EPDs in sustainable construction

An EPD (Environmental Product Declaration) documents the environmental properties of a building material. It is an important tool for consultants and developers who want to know the environmental impact of the different building materials used in a building project.  

At Knauf DANOLINE we offer product specific EPDs that document the life cycle of our acoustic products. Our EPDs have been developed and verified by an independent 3rd party in accordance with the latest European standard EN15804+A2:2019. All EPDs have been renewed in 2022.    

Carbon footprint reduced up to 48% from 2014 to 2022

Our newly updated EPDs show significantly lower CO₂-emissions on all Knauf DANOLINE acoustic products. The total carbon footprint in production phase has been reduced by up to 48% from 2014 to 2022.

Total carbon footprint (GWP) in production phase A1-A3 from 2014 to 2022.

Improved environmental data prove of several energy optimizations

Since our EPDs were last updated in 2014, Knauf DANOLINE production has undergone several energy optimizations that help lowering our product's carbon footprint on production stage with up to 48%. One of the major steps was completed in 2020 with a new heat recovery system that supplies 1,200 private homes with waste heat from our production facility in Denmark.        

Total carbon footprint of Plaza(+) acoustic ceiling tile throughout the different life-cycle stages (use stage excluded) - Source: EPD, MD-21096-EN Plaza(+), 2022-11-02

Recycling potential with negative carbon footprint.

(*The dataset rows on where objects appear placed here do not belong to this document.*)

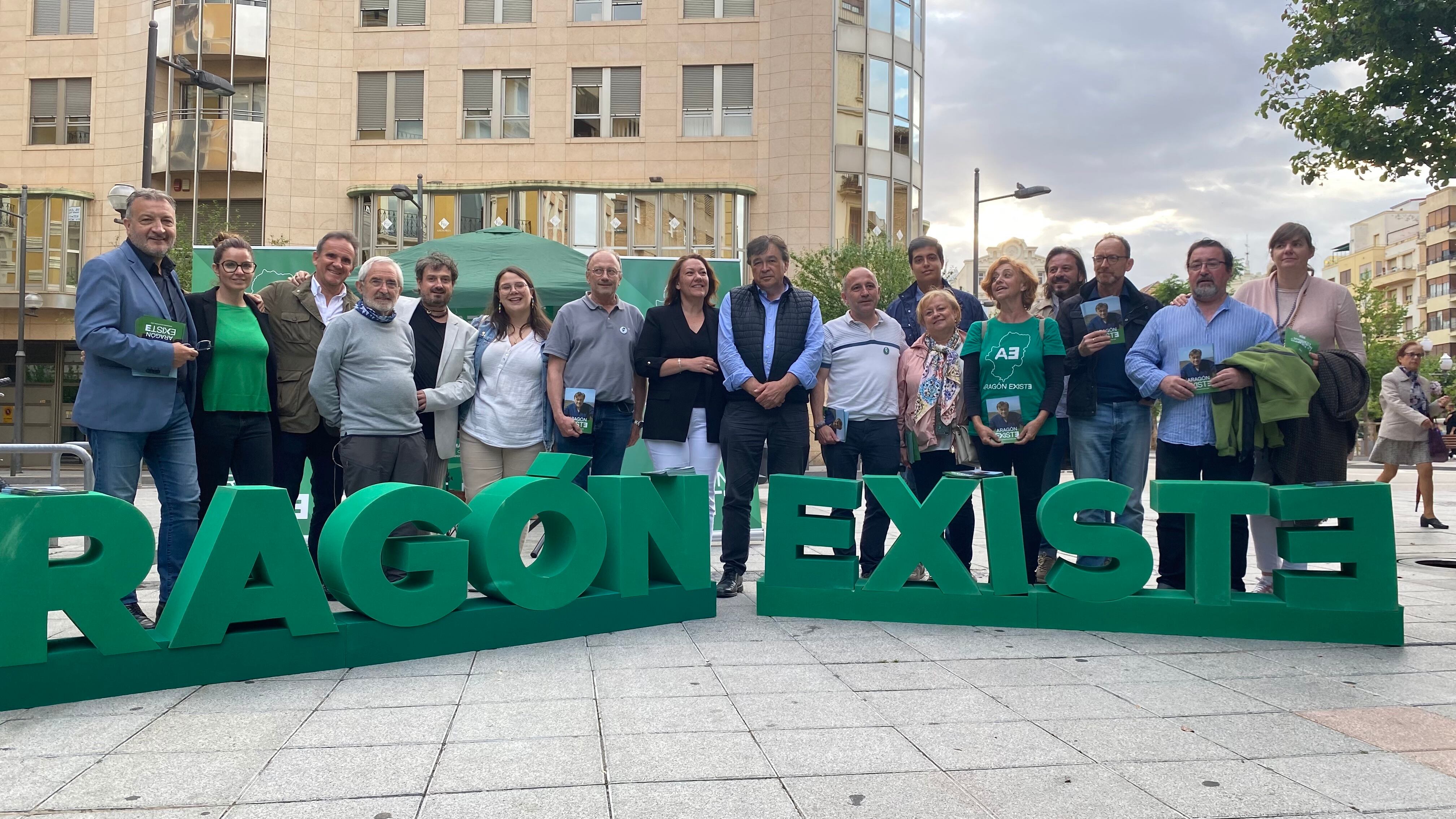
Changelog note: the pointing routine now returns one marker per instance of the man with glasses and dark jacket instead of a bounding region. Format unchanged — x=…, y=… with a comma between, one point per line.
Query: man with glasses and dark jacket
x=769, y=342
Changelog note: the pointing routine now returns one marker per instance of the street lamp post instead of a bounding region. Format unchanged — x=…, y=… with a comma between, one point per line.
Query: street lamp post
x=1021, y=193
x=202, y=79
x=18, y=416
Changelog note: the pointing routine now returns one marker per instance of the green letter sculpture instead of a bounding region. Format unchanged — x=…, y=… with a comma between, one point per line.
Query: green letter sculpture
x=88, y=588
x=1132, y=562
x=576, y=536
x=656, y=529
x=357, y=540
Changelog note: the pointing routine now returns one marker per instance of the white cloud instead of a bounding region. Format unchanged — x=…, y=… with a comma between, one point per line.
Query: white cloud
x=1141, y=118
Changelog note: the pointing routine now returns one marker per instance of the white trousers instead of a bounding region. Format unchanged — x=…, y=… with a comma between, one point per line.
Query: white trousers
x=1263, y=528
x=694, y=452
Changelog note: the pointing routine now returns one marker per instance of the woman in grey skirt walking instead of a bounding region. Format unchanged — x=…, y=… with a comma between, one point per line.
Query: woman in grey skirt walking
x=1404, y=441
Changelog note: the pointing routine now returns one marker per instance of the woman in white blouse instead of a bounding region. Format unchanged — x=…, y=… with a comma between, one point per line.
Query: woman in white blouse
x=507, y=423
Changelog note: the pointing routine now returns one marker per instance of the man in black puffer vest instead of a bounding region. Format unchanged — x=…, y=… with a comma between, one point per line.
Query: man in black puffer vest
x=769, y=340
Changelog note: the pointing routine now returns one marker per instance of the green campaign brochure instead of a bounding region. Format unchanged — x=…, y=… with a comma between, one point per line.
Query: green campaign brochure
x=1106, y=314
x=159, y=330
x=1197, y=369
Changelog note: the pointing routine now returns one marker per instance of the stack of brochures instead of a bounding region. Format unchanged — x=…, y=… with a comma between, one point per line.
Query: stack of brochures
x=975, y=474
x=35, y=492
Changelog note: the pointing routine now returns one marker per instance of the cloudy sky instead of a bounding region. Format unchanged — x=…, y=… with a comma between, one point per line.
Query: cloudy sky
x=1139, y=114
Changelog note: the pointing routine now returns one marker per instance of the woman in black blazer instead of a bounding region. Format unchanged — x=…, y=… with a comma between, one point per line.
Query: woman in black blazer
x=677, y=353
x=237, y=377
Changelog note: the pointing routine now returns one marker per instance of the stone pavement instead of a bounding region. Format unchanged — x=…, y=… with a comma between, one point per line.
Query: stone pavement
x=781, y=718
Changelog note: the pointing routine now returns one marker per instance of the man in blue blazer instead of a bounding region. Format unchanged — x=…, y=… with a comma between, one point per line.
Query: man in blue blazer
x=139, y=378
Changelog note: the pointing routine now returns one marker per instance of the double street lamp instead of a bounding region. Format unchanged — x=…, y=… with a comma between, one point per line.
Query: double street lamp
x=1021, y=193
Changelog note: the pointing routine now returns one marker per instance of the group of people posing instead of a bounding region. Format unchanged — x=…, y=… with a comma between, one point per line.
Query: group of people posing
x=381, y=387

Knauf DANOLINE acoustic products are made of gypsum, a material which composition and qualities remain the same over time. That is why our products are recyclable and can be used in production of new gypsum products after end-life. The recycling potential of our products therefore record a negative carbon footprint in the life-cycle assessment.       

Choose product specific EPDs

There are two types of EPDs - product specific EPDs and industrywide EPDs. A product specific EPD is developed for a specific product from a specific manufacturer, whereas an industrywide EPD represents an average (or worst-case) scenario for a specific industry or product type.         

You therefore get more accurate data on a building life-cycle assessment by applying product specific EPDs instead of industrywide EPDs. Also in connection with certification of buildings, eg. DGNB cerfitication, you will need to add extra percentages, using generic data rather than product specific data. 

For example, DGNB dictates the use of uncertainty factors for generic data with a factor 1.3 and for industry EPD’s a factor 1.1. Only product specific EPD’s do not have any factors added.  

EPDs are not equally informative 

It is important to note, that an EPD is not a quality assurance of a product being sustainable. An EPD is an objective representation of a product’s environmental impact. A product’s sustainability can only be evaluated by comparing it to other functionally equivalent products.

Not all EPDs document a product's entire life cycle. Up until now, it has only been mandatory to document the environmental impact of a product's early life stages: from raw material supply to product production. The later life stages: from transport to building site, use, end-of-life and recycling-potential have been optional. You should therefore take care when comparing EPDs, and make sure to look at the environmental impact in the different life-cycle stages seperatly. As of October 2022, manufacturers are required to include a product's environmental impact in the end-of-life stage when publishing new EPDs.